Cristian Pavón, el delantero de Boca, se sumó tarde a la selección olímpica de fútbol. Su club, con apetitos coperos finalmente no saciados, lo mezquinaba. Pero se ve que al pibe le sobraba interés de participar de esa selecta congregación deportiva. Ahí anda por la villa carioca, robándoles selfies a las estrellas, como un hincha cargoso, deslumbrado.
Es que los Juegos provocan ese espejismo igualitario donde los dioses del deporte híper esponsoreado se codean con voluntariosos atletas que juntan el mango para el viático y se conforman con estar, nada más que con estar, aprender y acuñar recuerdos.
No es que Pavón sea un pichi. Es titular en uno de los equipos más importantes del mundo y forma parte de un plantel nacional que, a contrapelo de una dirigencia de comedia, se las ha rebuscado para conservar pretensiones de protagonismo, a pesar de haber arrancado con el pie izquierdo ante Portugal. Sin embargo, al joven no le entra en la cabeza que tipos como Nadal sean vecinos de campamento. Son gigantes. Como Ginóbili y esa generación indiscernible del metal glorioso que se colgó del cuello hace doce años.

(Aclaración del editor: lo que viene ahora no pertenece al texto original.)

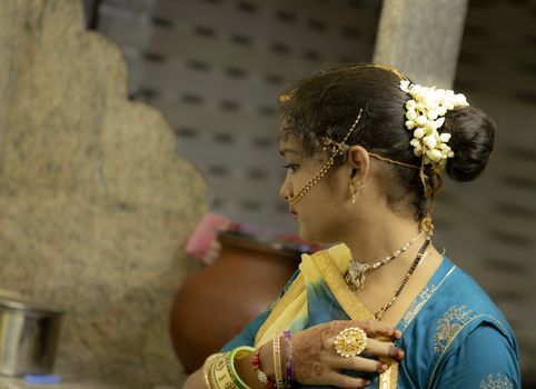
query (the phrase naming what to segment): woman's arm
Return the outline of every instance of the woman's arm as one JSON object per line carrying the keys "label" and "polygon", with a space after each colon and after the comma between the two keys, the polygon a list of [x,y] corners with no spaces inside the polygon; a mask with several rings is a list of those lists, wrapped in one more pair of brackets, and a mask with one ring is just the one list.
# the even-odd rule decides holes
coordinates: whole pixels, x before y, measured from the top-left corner
{"label": "woman's arm", "polygon": [[470,332],[438,369],[430,382],[435,389],[520,388],[517,350],[489,323]]}

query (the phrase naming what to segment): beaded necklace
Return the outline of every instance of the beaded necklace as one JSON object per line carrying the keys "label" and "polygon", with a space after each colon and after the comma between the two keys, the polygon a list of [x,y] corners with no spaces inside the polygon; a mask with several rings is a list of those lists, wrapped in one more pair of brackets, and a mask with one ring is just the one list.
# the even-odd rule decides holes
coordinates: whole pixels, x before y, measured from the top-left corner
{"label": "beaded necklace", "polygon": [[384,258],[383,260],[376,263],[368,265],[368,263],[359,262],[356,259],[351,259],[350,263],[348,265],[348,272],[345,276],[345,280],[349,285],[350,289],[354,292],[356,292],[358,289],[363,288],[365,286],[367,271],[376,270],[383,267],[384,265],[389,263],[391,260],[394,260],[403,252],[405,252],[407,249],[409,249],[417,241],[417,239],[419,239],[424,233],[425,233],[424,231],[420,232],[418,236],[416,236],[406,245],[404,245],[400,249],[396,250],[390,256]]}
{"label": "beaded necklace", "polygon": [[384,307],[381,307],[376,313],[374,313],[374,317],[375,317],[376,320],[381,320],[381,318],[384,317],[384,313],[393,306],[393,303],[394,303],[395,300],[398,298],[398,296],[400,296],[401,291],[403,291],[404,288],[406,287],[407,281],[409,280],[409,277],[411,277],[411,275],[414,273],[415,269],[417,269],[417,266],[419,266],[420,260],[421,260],[423,257],[425,256],[426,249],[428,248],[428,245],[430,243],[430,240],[431,240],[431,237],[430,237],[430,236],[426,237],[425,242],[424,242],[423,246],[420,247],[420,250],[419,250],[419,252],[417,253],[417,257],[415,257],[414,262],[413,262],[411,266],[409,267],[409,270],[408,270],[408,272],[406,273],[406,276],[404,277],[404,280],[403,280],[403,282],[400,283],[400,286],[398,287],[398,289],[393,293],[393,296],[391,296],[391,298],[389,299],[389,301],[387,301]]}

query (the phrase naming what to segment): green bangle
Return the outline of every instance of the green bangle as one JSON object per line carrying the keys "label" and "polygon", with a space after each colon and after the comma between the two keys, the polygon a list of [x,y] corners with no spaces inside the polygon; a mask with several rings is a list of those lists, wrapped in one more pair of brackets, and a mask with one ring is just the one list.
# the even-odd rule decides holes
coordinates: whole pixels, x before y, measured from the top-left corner
{"label": "green bangle", "polygon": [[231,376],[232,382],[235,382],[235,385],[239,389],[251,389],[251,388],[248,387],[246,382],[244,382],[242,379],[238,376],[237,370],[235,369],[235,360],[244,359],[254,351],[255,349],[252,347],[240,346],[232,349],[227,355],[227,369],[229,370],[229,376]]}

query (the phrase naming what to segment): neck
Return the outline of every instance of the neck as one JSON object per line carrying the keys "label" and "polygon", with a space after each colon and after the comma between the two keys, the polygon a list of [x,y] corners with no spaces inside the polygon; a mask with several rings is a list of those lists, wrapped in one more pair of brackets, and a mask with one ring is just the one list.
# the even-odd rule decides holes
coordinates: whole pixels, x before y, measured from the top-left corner
{"label": "neck", "polygon": [[[419,235],[419,226],[415,220],[388,213],[379,219],[381,223],[356,223],[366,228],[355,228],[349,231],[344,242],[351,251],[351,258],[363,263],[373,265],[391,256],[407,242]],[[399,257],[414,253],[415,247],[420,247],[425,236],[415,240],[415,243]]]}

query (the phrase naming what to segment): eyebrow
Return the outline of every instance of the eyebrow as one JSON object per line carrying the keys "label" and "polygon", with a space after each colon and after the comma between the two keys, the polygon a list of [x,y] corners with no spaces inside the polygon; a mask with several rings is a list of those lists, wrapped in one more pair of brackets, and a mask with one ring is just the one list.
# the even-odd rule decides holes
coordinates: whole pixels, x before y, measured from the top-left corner
{"label": "eyebrow", "polygon": [[280,149],[280,150],[279,150],[279,153],[280,153],[281,156],[284,156],[284,157],[285,157],[285,154],[286,154],[287,152],[295,153],[295,154],[298,154],[298,156],[299,156],[299,152],[296,151],[296,150],[292,150],[292,149]]}

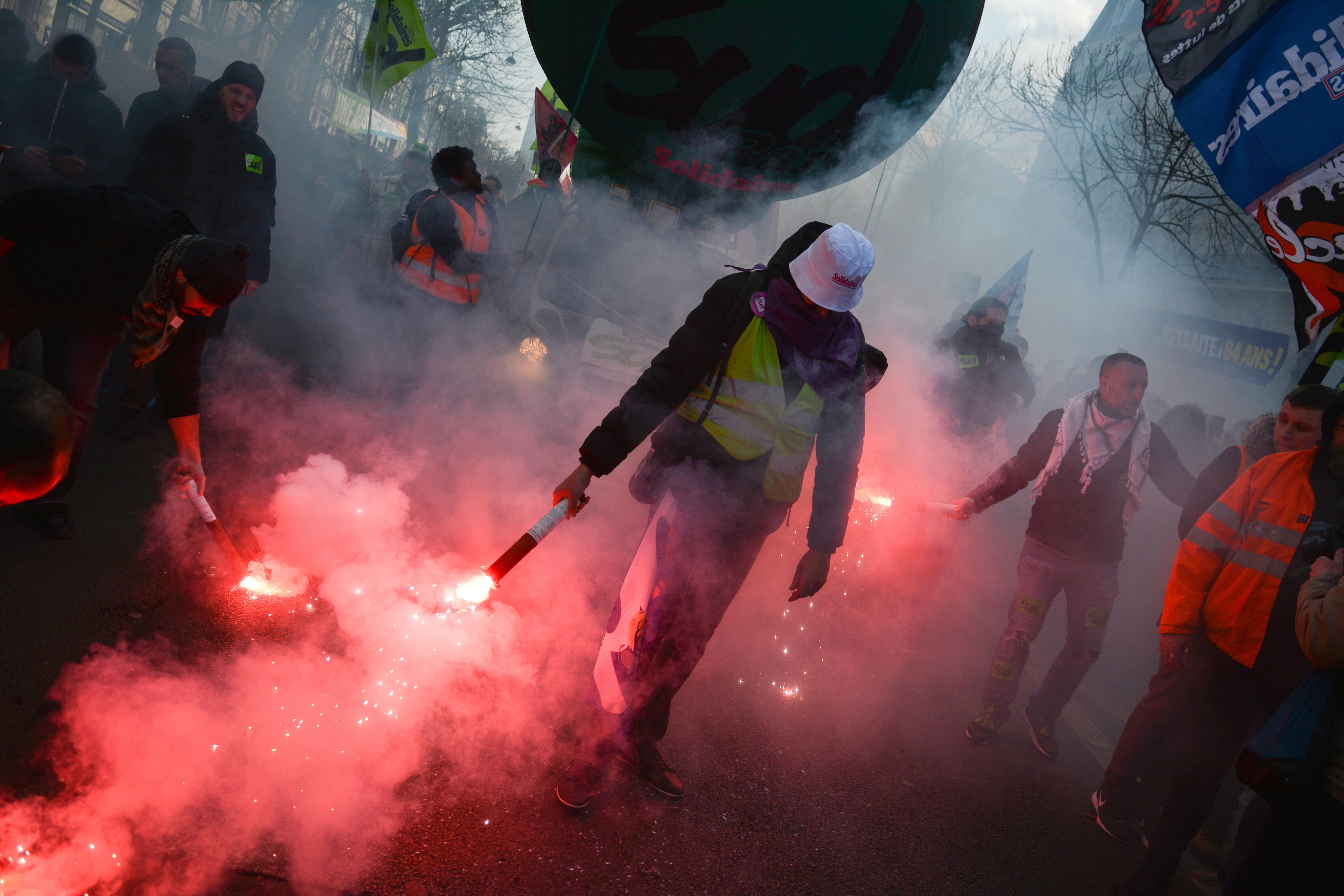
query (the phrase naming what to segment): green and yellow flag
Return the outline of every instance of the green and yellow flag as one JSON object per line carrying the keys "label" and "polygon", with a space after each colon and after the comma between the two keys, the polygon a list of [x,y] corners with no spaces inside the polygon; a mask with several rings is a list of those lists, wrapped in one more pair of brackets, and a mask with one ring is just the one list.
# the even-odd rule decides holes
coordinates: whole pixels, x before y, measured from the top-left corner
{"label": "green and yellow flag", "polygon": [[360,83],[378,99],[406,75],[434,58],[415,0],[378,0],[364,38]]}

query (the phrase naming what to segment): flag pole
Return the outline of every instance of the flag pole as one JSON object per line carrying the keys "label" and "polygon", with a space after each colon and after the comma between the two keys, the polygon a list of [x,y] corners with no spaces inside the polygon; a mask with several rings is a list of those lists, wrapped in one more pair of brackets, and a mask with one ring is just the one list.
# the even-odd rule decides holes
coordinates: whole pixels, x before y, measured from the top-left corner
{"label": "flag pole", "polygon": [[[589,67],[583,70],[583,81],[579,82],[579,95],[574,98],[574,107],[570,109],[570,120],[564,122],[564,133],[560,134],[560,141],[559,141],[560,156],[564,154],[564,141],[570,138],[570,130],[574,128],[574,121],[578,118],[579,103],[583,102],[583,91],[587,90],[587,79],[589,79],[589,75],[593,74],[593,64],[597,62],[597,51],[602,48],[602,40],[606,39],[606,26],[607,26],[609,21],[612,21],[612,11],[613,9],[616,9],[616,0],[612,0],[612,3],[606,7],[606,17],[602,19],[602,30],[598,31],[598,34],[597,34],[597,43],[593,44],[593,55],[589,56]],[[542,145],[540,141],[538,141],[536,145],[540,146]],[[556,161],[559,161],[559,156],[556,156]],[[559,183],[556,181],[555,185],[559,187]],[[536,215],[532,216],[532,226],[527,231],[527,242],[523,243],[523,251],[524,253],[532,244],[532,234],[536,232],[536,222],[540,220],[540,218],[542,218],[542,206],[546,204],[546,195],[548,192],[551,192],[548,188],[546,191],[543,191],[542,192],[542,201],[536,203]],[[516,279],[517,279],[517,277],[515,275],[515,281]],[[512,292],[513,292],[512,287],[509,287],[509,293],[512,293]]]}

Será quizá porque el oro dispara leyendas (el reino de El Dorado, sin ir más lejos), que Pavón dijo que conocer a Manu era una de sus aspiraciones olímpicas. Otros muchos, a una distancia que acortará la tele, no pedimos tanto. Con verlo jugar será suficiente. Quizá simplemente para comprobar la vigencia genuina de un equipo que refundó el básquet argentino, que consumó lo más parecido a una obra dentro del deporte y sigue ahí, velando las armas. Dispuesto a encarar, con realismo y orgullo, nuevas batallas en las arenas más exigentes.
Ginóbili, Nocioni, Scola y Delfino, los sobrevivientes de la gesta dorada, no son custodios burocráticos de un trono que ya les queda holgado. No son los muchachos de campera encadenados al sillón principal del sindicato. Son, por el contrario, atletas maduros adaptados sin nostalgias a los tiempos que corren (más que ellos). Esa sensibilidad les permite una lectura perfecta del mundo. Los mantiene vivos y regula sus expectativas. Recrea mil veces sus talentos. Los vuelve docentes sensatos y generosos que imaginan la sucesión como un imperativo. Ser tan maleable habiendo sorbido el néctar del éxito (que siempre da la razón e inhibe la voluntad de cambiar) es una hazaña que por poco no merece otra medalla.
A diferencia del fútbol, donde la selección es una descarga de estrés en la anatomía de los jugadores, la camiseta argentina de básquet parece deparar alegría. Después de tanto ganar, además de reciclar el desafío de treparse al podio, los muchachos la pasan bomba. Gozan con absoluta seriedad. No sé si son amigos, pero juegan como tales. Si eso me quieren hacer creer, me lo creo y lo celebro. Lo demás es una épica indestructible, una intensidad emotiva que expande su calor, lo contagia a la tribuna. Sean victorias o derrotas, jamás se resienten la jerarquía ni el amor propio.
La brillante serie de amistosos previa a los Juegos reavivó la llama. El público se exalta, aunque los propios jugadores enfatizaron la cautela. “Somos los mismos perros de hace una semana”, se rio Ginóbili. Veremos. Los Dorados me hacen acordar a los Rolling Stones: siempre parece que es la última gira; hasta que salen a escena y parece la primera.